# Removing front window from front door... is it possible?



## PatDoody (Mar 24, 2011)

I have one of the homedepot special oval window, fiberglass wood look front doors. It has the brass colored leading in the window, and I would like to try to take it apart to paint the leading black to better match my new roof, shutters, and oil rubbed bronze hardware.. 

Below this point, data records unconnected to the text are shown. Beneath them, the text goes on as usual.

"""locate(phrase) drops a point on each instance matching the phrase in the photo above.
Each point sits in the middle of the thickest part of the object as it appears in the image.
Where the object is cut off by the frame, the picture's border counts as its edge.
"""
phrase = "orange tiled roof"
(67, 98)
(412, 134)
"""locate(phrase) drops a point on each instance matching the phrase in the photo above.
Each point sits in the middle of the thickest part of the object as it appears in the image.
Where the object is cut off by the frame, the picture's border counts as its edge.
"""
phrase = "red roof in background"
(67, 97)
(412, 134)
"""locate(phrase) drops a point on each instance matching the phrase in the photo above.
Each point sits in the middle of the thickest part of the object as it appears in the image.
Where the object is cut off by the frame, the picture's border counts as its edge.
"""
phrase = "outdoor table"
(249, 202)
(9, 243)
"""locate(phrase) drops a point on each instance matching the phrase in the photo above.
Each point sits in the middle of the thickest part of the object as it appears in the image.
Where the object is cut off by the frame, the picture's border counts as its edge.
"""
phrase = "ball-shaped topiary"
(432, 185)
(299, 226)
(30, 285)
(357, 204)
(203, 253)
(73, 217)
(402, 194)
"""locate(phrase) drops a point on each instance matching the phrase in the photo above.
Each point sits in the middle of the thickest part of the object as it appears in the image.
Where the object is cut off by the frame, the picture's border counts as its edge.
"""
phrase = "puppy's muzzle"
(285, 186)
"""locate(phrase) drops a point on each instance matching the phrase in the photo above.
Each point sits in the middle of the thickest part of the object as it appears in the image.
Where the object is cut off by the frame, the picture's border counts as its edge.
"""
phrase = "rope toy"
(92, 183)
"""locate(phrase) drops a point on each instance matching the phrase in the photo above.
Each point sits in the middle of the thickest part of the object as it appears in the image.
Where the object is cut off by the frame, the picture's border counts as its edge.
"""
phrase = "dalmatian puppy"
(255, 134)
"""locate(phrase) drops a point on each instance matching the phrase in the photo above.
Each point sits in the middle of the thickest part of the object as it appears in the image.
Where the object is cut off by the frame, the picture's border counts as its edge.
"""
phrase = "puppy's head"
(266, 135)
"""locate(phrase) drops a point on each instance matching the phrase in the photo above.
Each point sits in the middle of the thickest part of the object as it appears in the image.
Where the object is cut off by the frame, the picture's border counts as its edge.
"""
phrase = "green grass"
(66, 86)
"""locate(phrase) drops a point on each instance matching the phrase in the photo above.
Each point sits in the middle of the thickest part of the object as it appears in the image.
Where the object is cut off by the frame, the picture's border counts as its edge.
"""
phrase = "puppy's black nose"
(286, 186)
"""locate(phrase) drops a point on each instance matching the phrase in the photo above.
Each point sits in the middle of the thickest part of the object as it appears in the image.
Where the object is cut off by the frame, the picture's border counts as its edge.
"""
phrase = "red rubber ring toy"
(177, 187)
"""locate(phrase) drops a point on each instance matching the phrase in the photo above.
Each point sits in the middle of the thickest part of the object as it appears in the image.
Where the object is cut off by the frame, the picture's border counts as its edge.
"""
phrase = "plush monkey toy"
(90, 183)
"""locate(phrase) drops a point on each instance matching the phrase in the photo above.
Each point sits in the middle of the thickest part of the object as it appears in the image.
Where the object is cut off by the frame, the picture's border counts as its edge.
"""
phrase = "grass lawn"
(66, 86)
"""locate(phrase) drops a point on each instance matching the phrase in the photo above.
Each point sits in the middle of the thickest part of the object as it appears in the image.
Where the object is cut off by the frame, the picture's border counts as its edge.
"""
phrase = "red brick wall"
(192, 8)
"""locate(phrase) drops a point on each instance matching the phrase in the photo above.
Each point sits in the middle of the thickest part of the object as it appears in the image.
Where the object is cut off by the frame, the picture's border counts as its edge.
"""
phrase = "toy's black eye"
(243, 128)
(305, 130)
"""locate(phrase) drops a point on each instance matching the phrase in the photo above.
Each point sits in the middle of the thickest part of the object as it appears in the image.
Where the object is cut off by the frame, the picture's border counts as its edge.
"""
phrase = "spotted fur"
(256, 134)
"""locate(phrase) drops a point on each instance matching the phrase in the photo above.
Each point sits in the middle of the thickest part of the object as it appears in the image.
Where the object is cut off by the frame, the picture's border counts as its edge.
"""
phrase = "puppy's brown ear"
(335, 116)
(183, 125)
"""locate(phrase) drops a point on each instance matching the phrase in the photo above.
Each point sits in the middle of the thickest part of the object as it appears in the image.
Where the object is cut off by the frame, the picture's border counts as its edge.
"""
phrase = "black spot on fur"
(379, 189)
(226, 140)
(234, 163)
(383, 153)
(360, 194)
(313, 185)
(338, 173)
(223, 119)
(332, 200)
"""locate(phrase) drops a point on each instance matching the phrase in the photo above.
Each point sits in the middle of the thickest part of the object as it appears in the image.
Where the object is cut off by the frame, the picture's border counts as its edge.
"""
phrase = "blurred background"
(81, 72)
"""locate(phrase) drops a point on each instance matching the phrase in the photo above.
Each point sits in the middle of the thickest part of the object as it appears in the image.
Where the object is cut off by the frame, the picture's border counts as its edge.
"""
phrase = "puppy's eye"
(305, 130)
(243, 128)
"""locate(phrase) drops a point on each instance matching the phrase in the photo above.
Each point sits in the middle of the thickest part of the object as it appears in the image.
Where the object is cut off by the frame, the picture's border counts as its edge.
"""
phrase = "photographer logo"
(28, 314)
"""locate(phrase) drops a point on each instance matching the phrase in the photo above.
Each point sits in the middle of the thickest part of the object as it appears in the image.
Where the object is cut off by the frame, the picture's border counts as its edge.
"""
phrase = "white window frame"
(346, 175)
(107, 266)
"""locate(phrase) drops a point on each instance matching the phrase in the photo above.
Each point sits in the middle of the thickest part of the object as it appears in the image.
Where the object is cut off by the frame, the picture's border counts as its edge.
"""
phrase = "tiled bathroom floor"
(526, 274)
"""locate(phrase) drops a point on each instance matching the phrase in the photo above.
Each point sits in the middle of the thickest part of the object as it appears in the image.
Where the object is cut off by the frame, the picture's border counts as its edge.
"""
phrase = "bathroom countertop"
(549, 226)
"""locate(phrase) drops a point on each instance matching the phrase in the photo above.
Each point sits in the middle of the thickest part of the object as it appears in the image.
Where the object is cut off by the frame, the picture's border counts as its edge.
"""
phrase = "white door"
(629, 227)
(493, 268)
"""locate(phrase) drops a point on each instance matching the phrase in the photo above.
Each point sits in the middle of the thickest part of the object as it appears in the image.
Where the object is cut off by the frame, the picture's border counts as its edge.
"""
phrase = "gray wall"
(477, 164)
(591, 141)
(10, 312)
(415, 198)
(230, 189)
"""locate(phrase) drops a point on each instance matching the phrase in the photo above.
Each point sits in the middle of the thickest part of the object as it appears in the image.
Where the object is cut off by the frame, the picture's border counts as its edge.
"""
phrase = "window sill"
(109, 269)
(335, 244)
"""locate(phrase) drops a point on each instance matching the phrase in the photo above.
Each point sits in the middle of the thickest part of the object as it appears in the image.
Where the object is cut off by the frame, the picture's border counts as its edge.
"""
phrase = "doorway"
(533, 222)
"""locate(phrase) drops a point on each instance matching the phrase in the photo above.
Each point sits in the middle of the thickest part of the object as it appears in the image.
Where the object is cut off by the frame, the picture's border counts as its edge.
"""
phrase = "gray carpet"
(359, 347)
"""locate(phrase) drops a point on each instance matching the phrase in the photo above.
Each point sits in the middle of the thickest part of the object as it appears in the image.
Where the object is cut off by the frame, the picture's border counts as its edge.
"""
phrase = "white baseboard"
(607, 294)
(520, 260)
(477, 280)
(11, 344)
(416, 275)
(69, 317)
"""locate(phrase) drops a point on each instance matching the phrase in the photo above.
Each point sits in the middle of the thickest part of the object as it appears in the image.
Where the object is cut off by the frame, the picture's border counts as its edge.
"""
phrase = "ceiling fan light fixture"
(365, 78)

It looks like on the inside of the door there is screws around the perimeter of the window to remove it from the door. I am afraid to mess up any seals or anything that may be inside, and even after I get the window out is it possible to get to the inside glass to paint the brass stuff?

Any one ever try it?


----------



## nealtw (Mar 24, 2011)

You will have to find a glass company to re seal it for you, it would be easier to replace the window with new.


----------



## Tangelo (Mar 25, 2011)

The company is called Feather River, here is the number to call them and find out what involved. 

CUSTOMER SERVICE
1.800.375.8120

WARRANTY INFORMATION & CLAIMS
1.888.533.2843


----------



## PatDoody (Apr 6, 2011)

Tangelo said:


> The company is called Feather River, here is the number to call them and find out what involved.
> 
> CUSTOMER SERVICE
> 1.800.375.8120
> ...



thanks for that info I will look into it with them!


----------



## joecaption (Apr 6, 2011)

There's little chance any paint will stick to that area. I also would suggest a new door or take a look at what other options there are for differant materials you can get for a new replacement. That one door had at least 12 differant ways it could have came in that one hole.
When you get the window it will come with some new gummy sealer for it.


----------



## lh66 (May 2, 2011)

It sounds like you may need to get a new door


----------



## PatDoody (May 3, 2011)

well the door is fine, I would just like to change the color of the leading. Ill live with it before I prematurely buy a new door.


----------